She was in the mode of spending maybe 5 months job-hunting, finding something that seemed a good match and paid fairly well, and then after 3 months having the company go bust, or close down her division, or replace everybody with H-1B workers.
A company that went bust had an interesting product. They had demo units. They'd sold a few one-off units. Finally, they had their big break: an overseas institutional customer ordered a whole bunch of the product. Ka-ching!

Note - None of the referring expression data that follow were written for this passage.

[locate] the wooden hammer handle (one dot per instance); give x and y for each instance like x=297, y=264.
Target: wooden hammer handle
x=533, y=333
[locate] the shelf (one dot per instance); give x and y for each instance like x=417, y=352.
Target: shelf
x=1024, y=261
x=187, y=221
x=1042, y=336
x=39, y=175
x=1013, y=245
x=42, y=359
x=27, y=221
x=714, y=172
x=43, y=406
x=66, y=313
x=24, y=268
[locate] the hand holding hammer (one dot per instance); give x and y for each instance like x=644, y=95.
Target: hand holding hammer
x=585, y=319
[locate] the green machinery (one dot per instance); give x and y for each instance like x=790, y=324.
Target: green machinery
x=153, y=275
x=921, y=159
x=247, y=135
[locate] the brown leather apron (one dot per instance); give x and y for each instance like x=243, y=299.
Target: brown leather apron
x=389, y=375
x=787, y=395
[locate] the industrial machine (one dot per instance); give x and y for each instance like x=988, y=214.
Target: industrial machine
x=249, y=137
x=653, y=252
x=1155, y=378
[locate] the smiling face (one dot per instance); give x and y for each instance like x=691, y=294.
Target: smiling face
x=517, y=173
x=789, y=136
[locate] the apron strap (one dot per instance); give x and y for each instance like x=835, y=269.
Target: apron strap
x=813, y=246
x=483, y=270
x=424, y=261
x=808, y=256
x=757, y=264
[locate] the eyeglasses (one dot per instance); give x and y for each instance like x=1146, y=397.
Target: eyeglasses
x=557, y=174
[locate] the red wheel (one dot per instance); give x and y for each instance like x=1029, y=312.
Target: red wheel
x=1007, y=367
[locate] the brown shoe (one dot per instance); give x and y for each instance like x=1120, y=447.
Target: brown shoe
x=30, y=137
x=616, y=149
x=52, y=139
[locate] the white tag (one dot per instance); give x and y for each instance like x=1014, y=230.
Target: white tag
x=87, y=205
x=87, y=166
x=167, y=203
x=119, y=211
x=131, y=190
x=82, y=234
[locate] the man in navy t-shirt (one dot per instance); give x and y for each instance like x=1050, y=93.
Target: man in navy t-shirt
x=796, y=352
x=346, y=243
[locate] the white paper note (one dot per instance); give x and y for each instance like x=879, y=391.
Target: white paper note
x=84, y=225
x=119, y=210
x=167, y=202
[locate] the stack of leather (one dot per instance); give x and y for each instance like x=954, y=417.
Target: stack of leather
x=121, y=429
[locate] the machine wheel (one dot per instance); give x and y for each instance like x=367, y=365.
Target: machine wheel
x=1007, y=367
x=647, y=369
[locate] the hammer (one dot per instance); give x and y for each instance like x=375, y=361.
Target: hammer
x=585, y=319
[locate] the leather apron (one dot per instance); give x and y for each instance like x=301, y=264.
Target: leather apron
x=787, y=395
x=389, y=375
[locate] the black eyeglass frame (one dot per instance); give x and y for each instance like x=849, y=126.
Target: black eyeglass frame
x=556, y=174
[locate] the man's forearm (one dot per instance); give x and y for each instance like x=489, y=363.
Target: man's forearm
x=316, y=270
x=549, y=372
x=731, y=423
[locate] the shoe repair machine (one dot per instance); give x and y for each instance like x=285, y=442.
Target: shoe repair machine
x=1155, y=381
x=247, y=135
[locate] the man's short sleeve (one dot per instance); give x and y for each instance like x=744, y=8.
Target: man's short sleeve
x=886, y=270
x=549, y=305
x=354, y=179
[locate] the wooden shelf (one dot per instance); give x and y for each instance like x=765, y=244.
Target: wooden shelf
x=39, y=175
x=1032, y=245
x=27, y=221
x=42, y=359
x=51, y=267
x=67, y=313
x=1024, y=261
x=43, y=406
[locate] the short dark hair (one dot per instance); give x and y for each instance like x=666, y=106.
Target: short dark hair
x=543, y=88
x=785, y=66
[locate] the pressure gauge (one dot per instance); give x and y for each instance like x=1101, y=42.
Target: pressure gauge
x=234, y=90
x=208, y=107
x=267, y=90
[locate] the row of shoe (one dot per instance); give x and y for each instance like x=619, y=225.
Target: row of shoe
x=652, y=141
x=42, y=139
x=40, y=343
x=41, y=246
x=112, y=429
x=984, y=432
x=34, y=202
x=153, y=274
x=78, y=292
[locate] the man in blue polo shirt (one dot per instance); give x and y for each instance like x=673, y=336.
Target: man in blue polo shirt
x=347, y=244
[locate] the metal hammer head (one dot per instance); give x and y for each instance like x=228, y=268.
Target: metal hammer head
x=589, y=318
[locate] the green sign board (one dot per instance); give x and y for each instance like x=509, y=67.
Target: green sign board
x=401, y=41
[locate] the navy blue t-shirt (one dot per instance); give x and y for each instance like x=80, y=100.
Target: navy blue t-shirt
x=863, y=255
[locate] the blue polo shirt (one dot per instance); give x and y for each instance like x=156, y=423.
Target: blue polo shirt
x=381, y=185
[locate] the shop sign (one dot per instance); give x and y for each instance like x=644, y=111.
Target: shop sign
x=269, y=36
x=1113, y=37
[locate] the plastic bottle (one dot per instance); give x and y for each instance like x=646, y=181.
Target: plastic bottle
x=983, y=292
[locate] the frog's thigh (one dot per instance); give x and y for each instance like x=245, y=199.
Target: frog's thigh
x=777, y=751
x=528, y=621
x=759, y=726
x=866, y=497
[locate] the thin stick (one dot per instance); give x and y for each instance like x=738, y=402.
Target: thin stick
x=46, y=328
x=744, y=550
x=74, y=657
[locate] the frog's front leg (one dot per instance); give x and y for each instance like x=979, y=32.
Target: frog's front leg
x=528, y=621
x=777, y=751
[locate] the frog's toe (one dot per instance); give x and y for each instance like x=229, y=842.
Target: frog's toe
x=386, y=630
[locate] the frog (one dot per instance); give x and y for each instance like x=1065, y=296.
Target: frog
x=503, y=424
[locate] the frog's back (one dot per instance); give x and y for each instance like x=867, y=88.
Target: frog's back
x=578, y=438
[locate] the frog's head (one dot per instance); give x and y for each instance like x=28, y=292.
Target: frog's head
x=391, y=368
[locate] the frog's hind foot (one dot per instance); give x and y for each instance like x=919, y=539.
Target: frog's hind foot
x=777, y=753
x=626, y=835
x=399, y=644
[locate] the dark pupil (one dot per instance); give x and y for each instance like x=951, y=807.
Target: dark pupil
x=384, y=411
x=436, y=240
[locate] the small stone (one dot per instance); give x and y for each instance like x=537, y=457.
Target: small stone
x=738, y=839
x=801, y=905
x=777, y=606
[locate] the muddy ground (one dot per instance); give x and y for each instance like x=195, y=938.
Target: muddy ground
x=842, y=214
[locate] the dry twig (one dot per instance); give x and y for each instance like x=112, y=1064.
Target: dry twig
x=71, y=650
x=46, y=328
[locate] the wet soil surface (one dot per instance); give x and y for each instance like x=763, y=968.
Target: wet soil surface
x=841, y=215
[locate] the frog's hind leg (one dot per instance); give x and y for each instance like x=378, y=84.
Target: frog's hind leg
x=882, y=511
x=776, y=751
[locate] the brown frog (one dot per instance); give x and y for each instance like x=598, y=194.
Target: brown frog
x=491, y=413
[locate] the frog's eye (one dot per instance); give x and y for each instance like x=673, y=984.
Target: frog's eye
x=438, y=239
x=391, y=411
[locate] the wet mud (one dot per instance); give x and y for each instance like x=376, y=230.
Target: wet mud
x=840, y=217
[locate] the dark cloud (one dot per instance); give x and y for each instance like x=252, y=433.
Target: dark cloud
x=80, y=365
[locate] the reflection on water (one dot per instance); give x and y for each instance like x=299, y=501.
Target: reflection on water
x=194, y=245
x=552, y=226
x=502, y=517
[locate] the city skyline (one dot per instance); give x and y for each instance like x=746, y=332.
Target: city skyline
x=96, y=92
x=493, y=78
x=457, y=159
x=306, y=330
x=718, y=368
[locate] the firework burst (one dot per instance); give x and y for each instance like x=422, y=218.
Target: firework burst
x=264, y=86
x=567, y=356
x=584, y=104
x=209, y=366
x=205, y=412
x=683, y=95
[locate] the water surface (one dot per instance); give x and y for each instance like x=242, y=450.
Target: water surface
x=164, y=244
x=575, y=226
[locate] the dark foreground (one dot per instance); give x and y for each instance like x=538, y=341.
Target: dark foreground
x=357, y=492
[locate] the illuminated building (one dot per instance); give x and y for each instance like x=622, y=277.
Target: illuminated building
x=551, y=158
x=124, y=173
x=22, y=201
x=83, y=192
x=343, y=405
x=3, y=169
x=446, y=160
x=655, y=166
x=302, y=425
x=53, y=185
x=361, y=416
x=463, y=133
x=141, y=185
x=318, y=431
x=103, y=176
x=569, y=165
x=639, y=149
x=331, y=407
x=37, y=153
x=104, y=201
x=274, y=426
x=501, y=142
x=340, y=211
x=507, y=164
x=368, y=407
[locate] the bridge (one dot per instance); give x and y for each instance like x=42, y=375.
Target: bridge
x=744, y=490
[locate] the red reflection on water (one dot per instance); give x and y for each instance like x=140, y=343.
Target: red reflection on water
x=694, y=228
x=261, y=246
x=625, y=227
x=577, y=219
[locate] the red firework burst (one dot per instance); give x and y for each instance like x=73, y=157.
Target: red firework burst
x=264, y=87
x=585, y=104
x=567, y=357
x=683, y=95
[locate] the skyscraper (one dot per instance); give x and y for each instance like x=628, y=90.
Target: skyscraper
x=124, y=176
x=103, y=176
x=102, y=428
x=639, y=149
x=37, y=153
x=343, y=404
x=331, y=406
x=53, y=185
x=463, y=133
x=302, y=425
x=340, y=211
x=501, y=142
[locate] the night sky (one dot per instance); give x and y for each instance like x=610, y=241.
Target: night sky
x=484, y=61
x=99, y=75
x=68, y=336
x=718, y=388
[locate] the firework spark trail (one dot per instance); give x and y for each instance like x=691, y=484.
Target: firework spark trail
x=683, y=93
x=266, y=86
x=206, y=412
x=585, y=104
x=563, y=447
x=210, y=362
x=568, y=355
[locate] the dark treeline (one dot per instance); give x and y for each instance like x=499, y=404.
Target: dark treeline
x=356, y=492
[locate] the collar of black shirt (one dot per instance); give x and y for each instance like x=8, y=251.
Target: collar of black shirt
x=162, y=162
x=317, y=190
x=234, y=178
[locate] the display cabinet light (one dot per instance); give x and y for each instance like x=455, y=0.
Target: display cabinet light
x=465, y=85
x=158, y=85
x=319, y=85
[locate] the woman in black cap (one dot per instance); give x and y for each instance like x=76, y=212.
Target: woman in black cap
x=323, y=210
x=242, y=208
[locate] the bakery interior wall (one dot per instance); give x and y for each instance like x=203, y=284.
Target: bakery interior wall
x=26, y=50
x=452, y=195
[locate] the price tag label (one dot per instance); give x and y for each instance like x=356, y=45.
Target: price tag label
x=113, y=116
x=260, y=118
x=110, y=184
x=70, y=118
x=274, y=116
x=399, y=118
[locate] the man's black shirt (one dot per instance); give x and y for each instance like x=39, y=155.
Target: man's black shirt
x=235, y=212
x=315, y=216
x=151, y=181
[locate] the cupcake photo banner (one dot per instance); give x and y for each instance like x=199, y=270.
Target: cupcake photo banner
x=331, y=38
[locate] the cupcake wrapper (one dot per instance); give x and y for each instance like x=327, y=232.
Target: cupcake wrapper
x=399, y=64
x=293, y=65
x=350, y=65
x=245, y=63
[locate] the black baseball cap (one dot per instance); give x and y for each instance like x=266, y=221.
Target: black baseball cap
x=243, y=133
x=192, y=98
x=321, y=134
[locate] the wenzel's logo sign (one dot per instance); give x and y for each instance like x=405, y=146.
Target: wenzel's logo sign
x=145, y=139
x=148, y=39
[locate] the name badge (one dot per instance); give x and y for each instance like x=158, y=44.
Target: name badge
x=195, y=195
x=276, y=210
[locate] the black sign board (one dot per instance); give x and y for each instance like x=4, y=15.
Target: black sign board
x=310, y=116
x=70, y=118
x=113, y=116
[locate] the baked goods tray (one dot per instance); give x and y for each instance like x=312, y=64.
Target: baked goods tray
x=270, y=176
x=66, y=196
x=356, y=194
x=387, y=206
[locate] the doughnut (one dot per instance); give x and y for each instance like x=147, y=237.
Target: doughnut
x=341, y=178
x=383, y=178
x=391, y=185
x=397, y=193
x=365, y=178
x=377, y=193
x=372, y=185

Well, wait a minute. It was a physical product, so manufacturing a bunch of copies was going to cost money. And tooling up for economical manufacturing was going to run up the NRE. When all was delivered and paid for, though, it'd be a highly profitable deal, and the next batch would be cheaper to manufacture (the tooling-up having been done for that first big order).
No problem, right? Having a product, a signed order, and a clear plan for filling the order and turning a profit in a few months is what business banking is for, isn't it?
Not so fast. Apparently banks don't lend money on those terms anymore. They want real estate as collateral. So, off the the venture-capital crowd.
No soap. There was simply no funding available to this company for doing a production run to fulfill the order.
And so the company went bust, laid everyone off, and the product never happened.
Sometime last night, this tale crossed paths with this item, on which I'd been meaning to remark since I first saw it. Maybe the problem was that all the financial gatekeepers assume that product means app, with low development costs, quick payoff, and no manufacturing costs?
... Except that the gatekeepers were happy to pour long-term money into Thanatos Theranos, without much worry about the viability (or existence) of the product. So, clearly, it's not a general rule.